Baxter nodded; cleared his throat; cleared it again.

"Sixteen years I've been in the Force," he said. "And never a word against me, Sergeant."

"I beg your pardon."

Tempest had answered tone rather than words, and Baxter nodded again.

"Granted," he said. Then, "Over two years, isn't it?"

"Officially two. Nearer three, allowing for travel and change of seasons."

"I've got till ice goes out in spring," said Baxter, and his eyes lit with longing. "I could marry her right now—an' leave her again. I couldn't take a woman up there?"

"No," said Tempest. "You couldn't take a woman up there."

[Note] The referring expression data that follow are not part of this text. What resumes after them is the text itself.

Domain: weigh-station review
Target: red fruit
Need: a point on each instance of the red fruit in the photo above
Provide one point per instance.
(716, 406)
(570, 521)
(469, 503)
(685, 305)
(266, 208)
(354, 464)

Baxter's knotty hands stirred and grew still again. He looked out at the blur beyond the windows where an unseen child was laughing. Tempest's sympathy showed in his silence, and Baxter stood up at last.

"Thank you, Sergeant," he said; halted, and added, grim and slow: "I guess I can't marry her. Herschel an' the North have done up better men than me."

"You're judged fit, or they wouldn't send you. There have been no excesses in your life for you to fret over, Baxter. You'll get along well. There are two more in the detachment, you know, and it is seldom that some of the whalers don't winter there."

Baxter looked at him.

"As man to man?" he said. "It gets hold of one? That having dark at daylight, as you may say—and seeing nothing half the time but those Esquimaux with their long tails trailin'—and letters once a year. And the knowing, maybe for months at a time, that there's nothin' between you and your God—nothing white, but the two-three men with you and the snow. It gets hold of one? As man to man, Sergeant?"

"It does," said Tempest quietly. "And yet you can stand it, Baxter."

"If you say so, Sergeant. You've got all your senses, right enough. But—I don't know. I don't know."